⛈️ Como en los días de Noé ⛈️

Al leer las palabras de Jesús en Mateo 24:37-39, no puedo evitar detenerme a reflexionar. Él dijo que cuando Él regrese, será como en los días de Noé. Y me pregunto: ¿qué tan parecidos son estos tiempos a aquellos?

La Biblia relata que mientras Noé obedecía a Dios y construía el arca, la gente a su alrededor seguía con su vida cotidiana: comían, bebían, se casaban… pero lo más triste es que vivían indiferentes a la voz del Señor. No se trataba de que esas actividades fueran malas en sí mismas, sino de que estaban demasiado distraídos como para buscar a Dios.

¿No es eso lo que sucede hoy?
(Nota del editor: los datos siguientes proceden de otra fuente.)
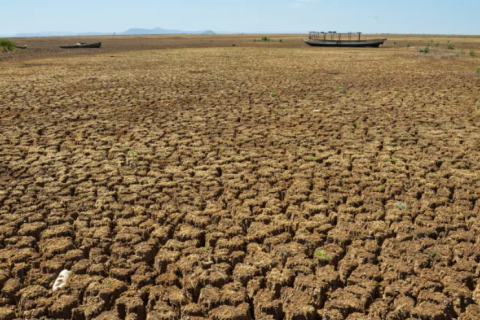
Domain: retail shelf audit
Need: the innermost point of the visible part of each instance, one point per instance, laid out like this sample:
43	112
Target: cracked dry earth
175	185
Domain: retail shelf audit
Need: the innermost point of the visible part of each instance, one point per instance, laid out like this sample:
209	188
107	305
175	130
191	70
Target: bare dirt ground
261	181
Vivimos en un mundo que corre de prisa, que busca placer, comodidad y reconocimiento, pero que en su mayoría ha dejado a Dios en el olvido. La maldad, la violencia, la corrupción y la incredulidad parecen ser el ambiente normal de nuestra sociedad.
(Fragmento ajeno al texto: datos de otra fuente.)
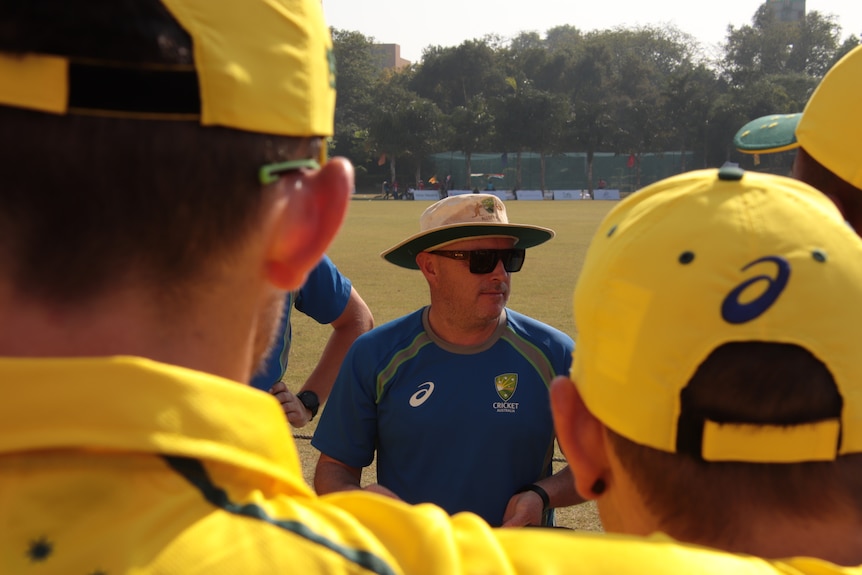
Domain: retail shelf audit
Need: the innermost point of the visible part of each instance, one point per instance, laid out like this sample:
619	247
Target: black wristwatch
310	400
Y, sin embargo, en medio de esa oscuridad, la Escritura nos recuerda que “la senda de los justos es como la luz de la aurora, que va en aumento hasta que el día es perfecto” (Proverbios 4:18). Qué esperanza tan grande: aunque alrededor reine la maldad, Dios sigue levantando un pueblo que le ama, que le obedece y que brilla en medio de tanta confusión.

El diluvio llegó de repente y sorprendió a todos, menos a Noé y su familia, que habían creído en la Palabra de Dios. De la misma manera, el regreso de Cristo vendrá sin previo aviso para quienes no estén preparados. Por eso, este es el tiempo de abrir los ojos, de despertar, de reconciliarnos con Él y de vivir cada día como si fuera el último antes de ver Su rostro.

Hoy quiero animarte —y animarme a mí también— a no caer en la rutina vacía ni en la indiferencia espiritual. Que no seamos parte de una generación que ignora a Dios, sino de aquellos que se mantienen firmes, puros y fieles, esperando con gozo el encuentro con nuestro Señor.

Porque cuando Cristo venga, lo más importante no será cuánto hayamos logrado aquí en la tierra, sino si nuestro corazón estaba listo para recibirle.

🌅 “En medio de una generación oscura, decide ser luz. Esa es la diferencia que marca la eternidad.”